Había entrado a trabajar al ingenio en 1947. Sus padres se mudaron desde San Pedro de Guasayán, una localidad santiagueña casi en el límite con Catamarca. Extraña escuchar el pitido que marcaba los cambios de turno. “Toda la vida me levanté mirando hacia el oeste, donde estaban las chimeneas. Es lo primero que mirábamos, era la referencia, más que el sol o la luna”, completa desde su casa de toda la vida, en la Colonia 2.

Pérez recuerda que el pueblo se volvió silencio. Luego del cierre iba hasta Alberdi en bicicleta (casi 20 kilómetros) a trabajar en los campos. Sus dos hijos, Antonio y Enrique, se fueron a vivir a Buenos Aires hace 35 años. “Laburaba por monedas. A veces ganaba un peso. Lo atesoraba para tener para darle de comer a la familia”, cierra su relato.

Mario Carrizo tipea rapidísimo las jugadas de la quiniela en el puesto que queda sobre el antiguo parque cuyo diseño Hileret encargó a Carlos Thays, el mismo que diagramó el parque 9 de Julio de la capital. El padre y el abuelo de Carrizo trabajaron en el ingenio. “Cuando tenía 6 años, en mi barra éramos 15 amigos. Cuando tenía 16 ya quedábamos sólo dos”, recuerda con los anteojos para ver de cerca sobre la punta de la nariz. Un cliente juega el 50 mientras Carrizo hace memoria. “Después vino el otro golpe (1976) y los militares entraban a las casas como si nada. A mi papá le hicieron quemar todas las cosas que tenía de Evita. Hay varios desaparecidos de este pueblo. Entre los dos golpes el pueblo sufrió 20 años de silencio”, recuerda.

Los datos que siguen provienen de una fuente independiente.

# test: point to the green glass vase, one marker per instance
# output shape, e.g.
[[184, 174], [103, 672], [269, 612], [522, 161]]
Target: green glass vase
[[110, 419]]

Del ingenio queda un galpón con las puertas tapiadas y dos paredes de lo que supo ser la carpintería y el aserradero. Algunos túneles fueron tapados. Las chimeneas fueron dinamitadas en 1977. Muchos vecinos comenzaron a construir sus casas sobre el cemento del piso de los gigantescos talleres y galpones.

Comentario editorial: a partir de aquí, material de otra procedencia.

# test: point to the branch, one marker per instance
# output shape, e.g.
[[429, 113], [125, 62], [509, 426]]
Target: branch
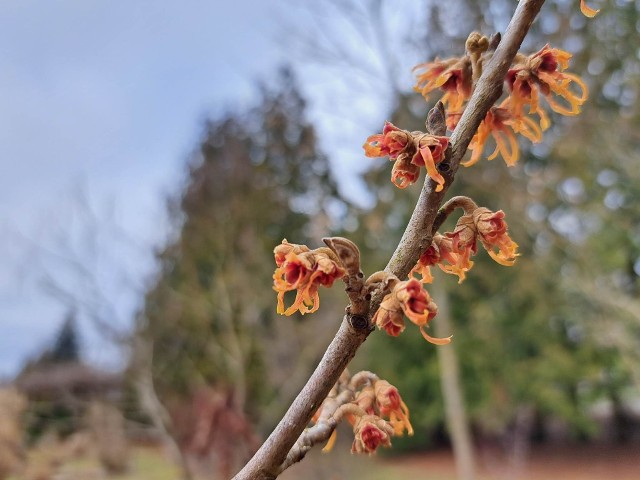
[[265, 464]]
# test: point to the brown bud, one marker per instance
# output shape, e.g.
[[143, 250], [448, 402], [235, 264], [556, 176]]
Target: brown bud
[[347, 252], [436, 120]]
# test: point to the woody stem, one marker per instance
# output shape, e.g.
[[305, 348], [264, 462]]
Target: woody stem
[[449, 206]]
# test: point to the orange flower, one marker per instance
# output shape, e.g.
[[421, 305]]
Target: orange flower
[[389, 316], [453, 76], [410, 298], [409, 150], [587, 11], [496, 124], [429, 258], [281, 251], [417, 305], [431, 150], [492, 230], [304, 270], [543, 71], [404, 173], [370, 432], [458, 259], [391, 405], [390, 143]]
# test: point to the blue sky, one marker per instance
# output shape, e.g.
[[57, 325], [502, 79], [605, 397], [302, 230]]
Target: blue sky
[[100, 105]]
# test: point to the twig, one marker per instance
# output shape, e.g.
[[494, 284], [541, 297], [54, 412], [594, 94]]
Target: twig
[[265, 464]]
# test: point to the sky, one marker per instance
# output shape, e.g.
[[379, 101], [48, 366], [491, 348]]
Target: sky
[[100, 105]]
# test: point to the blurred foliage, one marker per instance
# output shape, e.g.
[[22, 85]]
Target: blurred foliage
[[559, 331], [256, 178]]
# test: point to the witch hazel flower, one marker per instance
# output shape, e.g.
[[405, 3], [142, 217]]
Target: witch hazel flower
[[370, 432], [587, 11], [304, 271], [409, 151], [492, 232], [453, 76], [408, 298], [502, 125], [390, 405]]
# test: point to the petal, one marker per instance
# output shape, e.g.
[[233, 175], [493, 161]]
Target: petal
[[587, 11], [435, 341]]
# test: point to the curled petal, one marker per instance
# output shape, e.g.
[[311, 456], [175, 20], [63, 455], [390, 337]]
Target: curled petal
[[331, 442], [433, 340], [587, 11], [371, 432]]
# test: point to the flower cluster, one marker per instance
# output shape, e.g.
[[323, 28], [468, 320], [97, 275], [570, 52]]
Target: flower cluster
[[408, 299], [409, 151], [452, 251], [373, 407], [587, 11], [304, 270], [453, 76], [530, 76]]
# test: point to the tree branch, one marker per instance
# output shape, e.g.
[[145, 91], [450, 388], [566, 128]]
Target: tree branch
[[417, 237]]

Manuel Alejandro Olivera, de 21, arregla el motor de una camioneta Peugeot 404 en el patio de su casa. Entre las casas de los vecinos quedó una vieja grúa de hierro de 15 metros de altura. Dice conocer bien la historia del pueblo y todos sus mitos. El Familiar, esa criatura monstruosa que se alimentaba del alma de trabajadores, y los relatos de Hileret, como cuando mandó a aplacar la polvareda arrojando champagne Dom Perignon.

Unas casas atrás, Diego Vargas carga los ladrillos con barro para hacer un horno. Él nació en el pueblo, pero se fue con sus padres a La Plata cuanto tenía 4 años. Volvió porque la violencia de los barrios bonaerenses lo aterra. Sus abuelos, al igual que los de su esposa, trabajaron en el ingenio. “Acá lo que hace falta es trabajo”, afirma Vargas, de 40 años.

Entre las calles castigadas de polvo sobrevive el viejo chalet completamente descuidado donde vivía el administrador del ingenio -la casona señorial de Hileret se incendió hace más de 80 años-. Allí funciona ahora una de las tres sedes de la Comuna. Los empleados municipales que descansan la siesta afuera anhelan que sea restaurada y convertida en museo.

“Ay hija, has venido en el peor momento”, recuerda Silvia Uñates que le decía su mamá. Ella nació en febrero de 1966. Eran nueve hermanos. “Había que trabajar de lo que se podía”, continúa Silvia, cocinera de un bar, pequeñita, de sonrisa amplia y ojos pardos. “Después entendí el hambre que habían pasado mis padres cuando en 2000 no me alcanzaba para comprarle leche a mi hija”. Ella siente miedo: “si cierra la fábrica Alpargatas vamos a a sufrir lo mismo. Qué cruel sería el destino”, dice mientras en Santa Ana comienza a garuar ceniza.